Armed with this obviously foolproof approach, I set about doing the exact same thing with my own child, theorizing that if I let our home remain fairly adult-y, he’d be better-equipped to handle himself in other people’s non-child-proofed homes, in public spaces, etc. I did the basics, of course, but I left our table edges uncovered, only locked up cabinets with actual chemicals in them, and never purchased one of those seat-lock thingies that make your toilet impossible for anyone – adults included – to open.
And?! IT TOTALLY WORKED. Even as a very little kid our son was neat, and careful, and didn’t touch things that he might break. He never messed with lit candles; never picked up random glasses or bottles with the goal of drinking from them; never drew on furniture or broke toys or smushed his food into our couches. It was pretty great, and meant that we could take him to not especially child-friendly places (like the houses of friends who didn’t have kids), and feel reasonably certain that we wouldn’t have to VenMo over a few hundred bucks for damages once we got home.
I was super smug about this, of course. When, a few years back, my friend’s child came over to my house and literally tried to drink the melted wax out of a candle sitting on my coffee table (we stopped him; he was fine), I thought to myself, “If only she had just told him not to touch such things. Myyyyyy child would never pick up a candle.”
(Omg the smug.)
Protip time. Here is what happens when you get smug about something as a parent: God hears you, and laughs, and makes sure you never get smug again. Because it turns out that our son is just a careful kid, and my parenting techniques had virtually nothing to do with this. I know this because our daughter was given the same exact treatment, and oh my god, she is a different type of human.
If she sees something that she’s not supposed to hold, the first thing she is going to do is hold it. And if you tell her to put it down, she will respond by clutching it to her chest and making a break for it, like the world’s cutest bank robber.
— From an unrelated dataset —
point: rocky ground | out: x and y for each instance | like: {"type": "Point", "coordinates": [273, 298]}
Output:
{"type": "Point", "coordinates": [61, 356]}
She has plucked the hair off of my beloved hide chairs (noooooo), and topped off her work by removing one of the gold studs, never to be seen again. She has rubbed glitter into the boards of our dining room table, which now have a permanent sparkle. She has shattered glasses, and un-potted plants, and sometimes, when she sees dog poop, she thinks to herself, “THAT. That right there is a thing I need to touch.”
So over the past two years, we’ve learned to keep the things we don’t want her to touch in untouchable places, because it’s all fair game for her. Vases, picture frames, candles, jewelry – if she can get her hands on something, she will do that, and then she will F that thing up.
Now that she’s almost three, though, she is finally sooooort of willing to listen when we tell her that certain things are not for touching. She’ll point at my (balding) hide chairs and say, “Those are not for touching. I’m not going to pull them.” She’ll go over to plants and sort of pet them, but leave them rooted where they are. She still cannot be permitted to exist in the same orbit as my computer or camera, but baby steps.
In response to this new development, I decided to live dangerously, because why not push my luck, right?
What did I do? I bought the beautiful glass-topped coffee table that I’d been fantasizing about for a few months, and then decorated it with things I do not want touched or broken. And sure, the first morning after my coffee table makeover, my daughter came into my room and woke me up by handing me the tiny ceramic buddha that I had placed on the coffee table and told her that I very much need to stay right there, please, and sure, one day I found my beloved limited-edition copy of Valley of the Dolls flung into a corner, but ever since those little setbacks it’s been…fine, actually.
It has now been a week, and my lovely coffee table display remains intact. It feels like a metaphor for the next phase of our life, when we get to start reclaiming parts of our lives that get subsumed by the insanity of very, very young children: getting to sleep more than five hours in a row, getting to plan activities that don’t revolve around naptimes, and, yes, getting to once again put out tiny ceramic buddhas and embrace the possibility that they might remain in one piece.
I’m not going to lie: after a few years of beglittered tabletops and tomato sauce-covered rugs, I’m pretty excited about that.
*This is clearly either a total coincidence, or a classic case of parenting amnesia.
P.S. The fact that this post was written clearly means my daughter is going to destroy something later this afternoon, because that is how it works.